It's officially over; today was my last day. Whoa. While I am trying to figure out where ten weeks went so quickly, allow me to share an insight from my final day of work.
Every Thursday, we set out all of the resources our volunteers will need for Sunday mornings. It's a piece of the weekly rhythm I have become quite familiar with. This being a Thursday, I resourced. It struck me that I was preparing supplies for events in the future that I would not get to see. I was equipping volunteers, even though I do not necessarily know who is leading this Sunday, for success in the future. Planting seeds, if you will. I will be on the trail by the time those resources are used, so I will not see them in action or maybe the immediate fruits of that labor, but I can trust that Daddy will use them.
This is a metaphor for so many things in life. So often, especially in ministry, especially in children's ministry, we do work equivalent to planting seeds. The stories we tell kids, the ways we interact with them and our co-workers, the truth we speak over them, and the ways we love them plant seeds in their little hearts about who God is and who His people are. Though we may not immediately see the fruit of our work (which can be rather frustrating), God is keeping careful watch over those baby plants, and knows exactly when they will bloom and produce fruit.
I certainly have a handful of memories from early childhood that the people involved probably would have considered small in the moment, but they helped define the way I understood people, God, and the way the world works. Small seeds, but with big impacts over time.
Consider what sort of fruit you plant in the lives of those you interact with. Perhaps first impressions you leave and what those look like in the future when people find out you love Jesus. Perhaps how you treat coworkers in front of your kids, or how you interact with cashiers, waiters, and custodians.
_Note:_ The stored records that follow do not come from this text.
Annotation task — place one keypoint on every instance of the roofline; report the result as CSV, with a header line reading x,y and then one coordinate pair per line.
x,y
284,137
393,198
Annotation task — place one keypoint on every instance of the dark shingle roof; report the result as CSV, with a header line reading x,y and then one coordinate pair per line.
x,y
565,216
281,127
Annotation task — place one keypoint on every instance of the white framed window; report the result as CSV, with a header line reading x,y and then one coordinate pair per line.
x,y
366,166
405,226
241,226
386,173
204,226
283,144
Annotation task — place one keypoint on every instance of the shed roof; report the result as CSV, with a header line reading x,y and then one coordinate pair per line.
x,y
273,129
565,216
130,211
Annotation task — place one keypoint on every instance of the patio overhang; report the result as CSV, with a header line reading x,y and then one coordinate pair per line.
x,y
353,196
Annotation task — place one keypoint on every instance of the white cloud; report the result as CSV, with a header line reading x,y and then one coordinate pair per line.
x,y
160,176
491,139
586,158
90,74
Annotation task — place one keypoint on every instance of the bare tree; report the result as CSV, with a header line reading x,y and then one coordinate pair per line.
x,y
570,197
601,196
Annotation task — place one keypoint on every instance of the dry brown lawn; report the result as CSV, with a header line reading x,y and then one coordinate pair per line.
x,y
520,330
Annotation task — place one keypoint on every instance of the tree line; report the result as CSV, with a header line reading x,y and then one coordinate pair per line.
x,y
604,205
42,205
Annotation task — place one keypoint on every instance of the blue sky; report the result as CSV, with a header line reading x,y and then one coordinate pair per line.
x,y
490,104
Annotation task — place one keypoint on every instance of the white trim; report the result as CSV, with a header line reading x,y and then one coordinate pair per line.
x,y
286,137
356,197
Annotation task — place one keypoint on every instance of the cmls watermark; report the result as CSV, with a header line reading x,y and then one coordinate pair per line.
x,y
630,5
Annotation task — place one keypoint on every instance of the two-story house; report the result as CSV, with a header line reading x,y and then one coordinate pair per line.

I have a friend who is incredibly friendly to those who are often taken for granted, like custodians and cashiers, and she changed the way I think about those interactions. Because of her over-the-top friendliness in just a handful of moments when I was around her in those situations, I consciously try to emulate that every time I interact with people I do not know. She unknowingly planted small seeds, but they have definitely made a considerable dent in my day-to-day (and I doubt she knows that).
So I encourage you to consider the types of seeds you plant. Consider if people know what you stand for by how you live, and if not, perhaps address why that might be. It certainly will be food for thought on the trail for me this coming week.